Closed
Bug 666044
Opened 13 years ago
Closed 11 years ago
tegras rackmount solution
Categories
(Infrastructure & Operations :: RelOps: General, task, P2)
Tracking
(Not tracked)
RESOLVED
WONTFIX
People
(Reporter: joduinn, Assigned: dividehex)
References
Details
per meeting with zandr yesterday: we have 4? 5? racks available for these 200 tegras. However, these racks still need: * shelves * PDUs * network cable * ...?? (zandr, anything I forgot?)
Comment 1•13 years ago
|
||
(In reply to comment #0) > per meeting with zandr yesterday: we have 4? 5? racks available for these > 200 tegras. However, these racks still need: Available is a loose term, and slightly beyond the scope of this bug.
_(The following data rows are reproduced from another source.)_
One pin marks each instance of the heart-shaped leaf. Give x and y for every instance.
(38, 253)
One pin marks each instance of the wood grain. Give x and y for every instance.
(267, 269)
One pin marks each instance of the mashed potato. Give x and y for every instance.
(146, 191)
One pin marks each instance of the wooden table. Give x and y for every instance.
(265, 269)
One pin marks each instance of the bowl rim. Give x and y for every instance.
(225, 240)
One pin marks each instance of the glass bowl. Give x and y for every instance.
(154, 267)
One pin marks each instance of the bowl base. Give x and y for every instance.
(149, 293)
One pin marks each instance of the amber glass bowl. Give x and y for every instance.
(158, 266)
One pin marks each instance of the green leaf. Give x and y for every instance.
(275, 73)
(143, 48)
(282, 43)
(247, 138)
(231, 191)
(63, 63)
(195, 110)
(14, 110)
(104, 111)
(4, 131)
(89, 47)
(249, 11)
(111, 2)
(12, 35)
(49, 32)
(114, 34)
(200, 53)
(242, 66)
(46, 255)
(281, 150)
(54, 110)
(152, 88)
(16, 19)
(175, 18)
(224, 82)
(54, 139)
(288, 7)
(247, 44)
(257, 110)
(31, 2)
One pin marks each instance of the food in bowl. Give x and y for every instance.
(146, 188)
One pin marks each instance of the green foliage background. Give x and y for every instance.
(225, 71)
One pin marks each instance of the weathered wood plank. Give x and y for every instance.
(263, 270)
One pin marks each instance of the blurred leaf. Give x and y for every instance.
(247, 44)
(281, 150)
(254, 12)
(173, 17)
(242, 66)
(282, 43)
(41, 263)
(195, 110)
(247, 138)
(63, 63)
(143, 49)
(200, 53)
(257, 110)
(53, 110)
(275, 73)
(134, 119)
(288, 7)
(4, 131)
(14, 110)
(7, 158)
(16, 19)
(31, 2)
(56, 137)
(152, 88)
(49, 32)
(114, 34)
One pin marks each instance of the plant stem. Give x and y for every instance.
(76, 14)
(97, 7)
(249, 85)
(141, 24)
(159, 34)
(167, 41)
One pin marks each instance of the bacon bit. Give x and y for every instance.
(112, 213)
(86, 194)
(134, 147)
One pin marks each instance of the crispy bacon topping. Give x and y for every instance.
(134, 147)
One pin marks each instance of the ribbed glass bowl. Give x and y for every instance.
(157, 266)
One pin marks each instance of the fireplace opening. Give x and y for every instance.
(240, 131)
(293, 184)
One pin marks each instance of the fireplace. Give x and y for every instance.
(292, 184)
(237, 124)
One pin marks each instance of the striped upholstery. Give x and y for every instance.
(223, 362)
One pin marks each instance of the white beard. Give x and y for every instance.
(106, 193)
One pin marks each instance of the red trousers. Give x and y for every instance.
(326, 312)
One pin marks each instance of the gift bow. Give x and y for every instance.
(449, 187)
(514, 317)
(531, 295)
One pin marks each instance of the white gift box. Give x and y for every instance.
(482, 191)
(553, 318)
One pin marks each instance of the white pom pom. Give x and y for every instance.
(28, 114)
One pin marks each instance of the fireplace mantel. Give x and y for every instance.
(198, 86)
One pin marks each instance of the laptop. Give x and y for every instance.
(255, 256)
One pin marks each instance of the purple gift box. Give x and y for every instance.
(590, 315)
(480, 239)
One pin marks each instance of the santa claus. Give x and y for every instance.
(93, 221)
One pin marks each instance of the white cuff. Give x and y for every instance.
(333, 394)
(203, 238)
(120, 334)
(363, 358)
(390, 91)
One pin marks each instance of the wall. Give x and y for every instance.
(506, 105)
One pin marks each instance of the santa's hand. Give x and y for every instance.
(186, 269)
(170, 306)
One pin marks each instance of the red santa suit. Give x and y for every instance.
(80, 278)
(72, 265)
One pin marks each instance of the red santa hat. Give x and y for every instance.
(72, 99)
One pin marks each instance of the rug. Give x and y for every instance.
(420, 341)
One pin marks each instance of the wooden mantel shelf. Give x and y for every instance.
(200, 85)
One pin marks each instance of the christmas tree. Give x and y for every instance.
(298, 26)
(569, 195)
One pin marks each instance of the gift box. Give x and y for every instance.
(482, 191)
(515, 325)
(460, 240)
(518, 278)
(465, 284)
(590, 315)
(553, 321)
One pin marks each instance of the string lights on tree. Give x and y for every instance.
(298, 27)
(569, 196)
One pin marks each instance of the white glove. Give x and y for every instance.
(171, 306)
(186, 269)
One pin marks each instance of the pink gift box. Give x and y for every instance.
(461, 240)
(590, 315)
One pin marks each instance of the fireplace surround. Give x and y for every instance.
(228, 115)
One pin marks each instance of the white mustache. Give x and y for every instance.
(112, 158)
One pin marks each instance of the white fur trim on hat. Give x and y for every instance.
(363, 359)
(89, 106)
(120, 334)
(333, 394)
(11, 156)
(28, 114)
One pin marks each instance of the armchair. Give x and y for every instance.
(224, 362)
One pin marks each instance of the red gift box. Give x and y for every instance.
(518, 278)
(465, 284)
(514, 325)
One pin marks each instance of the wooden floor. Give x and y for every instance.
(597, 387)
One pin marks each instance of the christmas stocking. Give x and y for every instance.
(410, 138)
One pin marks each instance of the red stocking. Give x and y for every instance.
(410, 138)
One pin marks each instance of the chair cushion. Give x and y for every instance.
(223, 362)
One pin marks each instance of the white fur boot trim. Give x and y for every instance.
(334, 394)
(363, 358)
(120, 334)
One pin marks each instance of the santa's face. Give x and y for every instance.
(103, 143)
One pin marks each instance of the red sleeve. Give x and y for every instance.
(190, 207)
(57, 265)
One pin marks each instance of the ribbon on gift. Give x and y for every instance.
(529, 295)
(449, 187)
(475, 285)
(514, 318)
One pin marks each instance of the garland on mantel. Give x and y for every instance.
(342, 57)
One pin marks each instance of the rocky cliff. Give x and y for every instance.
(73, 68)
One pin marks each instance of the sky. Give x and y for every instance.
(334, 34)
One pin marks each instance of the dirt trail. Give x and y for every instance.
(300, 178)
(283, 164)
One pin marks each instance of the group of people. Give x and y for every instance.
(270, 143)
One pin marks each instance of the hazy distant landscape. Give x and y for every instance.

There are four total racks available in scl1. Things we've discussed moving here: iX machines from mtv1 (1.2 racks) 200-300 Tegras (2-3 racks minimum) 42 DL120G7's (1 rack) I'd recommend leaving the first 100 Tegras and the iX machines in MTV until scl3 becomes available. > (zandr, anything I forgot?) There are significant design and engineering tasks unresolved before we can do a production-quality deployment of these boards. Must have: * Better mechanical mounting of the Tegra boards themselves. * A better power supply solution. I'm not going to install 200 giant wall warts dangling off 1' power cords in a real data center. Open questions: * USB (adb): Is this useful, and should it be part of the production system (bug 665926) * HDMI: Is an HDMI switch sufficient to convince the board it has a monitor, and is this useful. This has been discussed a few times, but to my knowledge never tested. * Remote Buttons: We should be able to rig relays (or open drain outputs) to the buttons and provide access to imaging mode and hardware resets. Open question as to whether this replaces switched PDUs, or has significant value. That's what I have off the top of my head.
Updated•13 years ago
|
Assignee: server-ops-releng → zandr
Comment 2•13 years ago
|
||
So, I'm going to appropriate this bug to 'blog' the work on the production solution for the Tegras. The thumbnail sketch is 14 tegras and a foopy in a 4U case, which switches/relays/usb hubs/etc integral to the chassis. Details will follow. As such, duping the 'spec new foopy' bug here.
Reporter | ||
Updated•13 years ago
|
Whiteboard: [android_tier_1]
Comment 4•13 years ago
|
||
Since bugzilla really isn't the place for this, project planning and tracking is happening on the wiki.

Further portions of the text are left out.